= Koreans in Kamchatka =

Ethnic group in the Russian Far East

Kamchatka Krai, highlighted in orange

There is a population of North Koreans in Russia on the Kamchatka Peninsula. The largest concentration of Koreans currently lives in Yelizovo.

The population first came to the area as contract workers from 1946 to 1949. According to one estimate, during that time period, 50,000 North Korean workers arrived. They mostly left upon the conclusion of their contracts. However, several thousand refused to repatriate back to North Korea. By 2020, their population was around 1,800, making them 0.43% to 0.49% of the total population of the peninsula. By that year, almost all of the original settlers had died out, and the remaining Koreans were second- or third-generation.

Since the late 1980s, the population has aligned itself more with South Korea. This is mainly due to South Korea's stronger economy and democracy. Many have since visited and worked in the South.

== History ==
In 1946, the Soviet Union and North Korea concluded an agreement to collaborate on the development of fisheries. By the terms of the agreement, 2,000 North Korean migrant workers would go to various parts of the Russian Far East, including Sakhalin and Kamchatka, from May to July of that year. Another 2,200 followed in 1947. Workers worked on contracts of various lengths, from several months to several years.

Exactly how many North Koreans went to Kamchatka is not known. One survey published in 2020 estimated their number to have been 50,000 between 1946 and 1949. The SS Zyrianin had a record of 2,200 North Korean workers going to Petropavlovsk-Kamchatsky from North Korea in 1947. They came from various parts of North Korea; 700 were from Myongchon, 1,000 from Kilju, 875 from Toksong, and 415 from Hyesan.

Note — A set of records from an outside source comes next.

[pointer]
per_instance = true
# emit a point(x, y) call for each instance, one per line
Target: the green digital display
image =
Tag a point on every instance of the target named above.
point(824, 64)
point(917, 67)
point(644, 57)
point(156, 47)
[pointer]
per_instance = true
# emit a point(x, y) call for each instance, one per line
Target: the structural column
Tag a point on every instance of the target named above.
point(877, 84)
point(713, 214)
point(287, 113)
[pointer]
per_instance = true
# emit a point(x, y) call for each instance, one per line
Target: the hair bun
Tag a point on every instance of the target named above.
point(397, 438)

Working conditions were difficult. In 1947, 300 Koreans died due to an epidemic. Others died from the cold or from starvation.

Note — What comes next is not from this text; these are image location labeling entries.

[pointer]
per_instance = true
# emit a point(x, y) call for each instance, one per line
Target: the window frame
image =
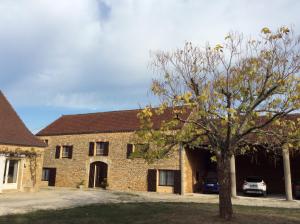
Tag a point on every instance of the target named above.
point(48, 171)
point(168, 182)
point(104, 150)
point(69, 149)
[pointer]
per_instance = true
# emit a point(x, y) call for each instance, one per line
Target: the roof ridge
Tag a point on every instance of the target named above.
point(101, 112)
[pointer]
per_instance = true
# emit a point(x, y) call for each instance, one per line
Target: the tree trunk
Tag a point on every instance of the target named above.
point(287, 174)
point(233, 176)
point(225, 204)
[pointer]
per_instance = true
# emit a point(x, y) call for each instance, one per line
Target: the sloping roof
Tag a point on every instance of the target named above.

In 1948, the population of North Korean workers in Kamchatka was 9,081. Most of them worked in various fisheries along the coasts, on labor contracts of up to three years. Upon the conclusion of their contracts, they were ordered to return home. However, some refused, possibly due to apprehension over returning to the poverty in North Korea. When ships came to repatriate them, they fled into the mountains.

Official sources gave the Korean population as 6,740 (3.05% of total) in 1959, 1,952 (0.41%) in 1989, 1,749 (0.49%) in 2002, and 1,401 (0.43%) in 2010.

=== Shifting identity ===
According to later interviews, when they first arrived, they were looked down upon by native residents and discriminated against.

Upon arrival at Kamchatka from North Korea, we were discriminated against harshly. We were asked to go back to the "land of Kim Il Sung". We were asked to sell "Kim Il Sung vegetables" cultivated in Kamchatka. Russians here treated North Korean workers with contempt because we came to Kamchatka to live on Russian bread. Following the contemptuous conducts of their parents, Russian children also made fun of us.

Koreans in Kamchatka visited and associated themselves with North Korea until at latest the late 1980s. An interviewer estimated that original residents visited North Korea an average of three times. However, as North Korea became more closed off and South Korea democratized and became economically successful, they began to associate themselves with (and visit) the South more. One interviewee said:

In the late 1980s, however, [locals] stopped making fun of us and began treating us with respect, for the reason that [South Korea], our motherland, is well off. The 1988 Summer Olympics, which [Soviet athletes participated in], served as a turning point for them to recognize the miraculous economic situation of South Korea. Since then, Russians no longer laughed at us in scorn.

One original immigrant (born in 1928, moved to Kamchatka in 1949) said of this in a 2016 interview:

These days we do not visit North Korea since we no longer have living relatives there. However, I have been to South Korea recently. We had good experiences in South Korea, although we were born in North Korea. My relationship with South Korea is more intimate. It also might be due to the fact that my granddaughters are now living in Busan.
The highest density of ethnic Koreans in Kamchatka now live in Yelizovo. The total population of Koreans in Kamchatka was estimated to be around 1,800 by one researcher in 2020. The population had been intermarrying into the community by the 1990s.

== Coverage ==
A documentary film entitled Where is Your Homeland about the population was released in November 2017.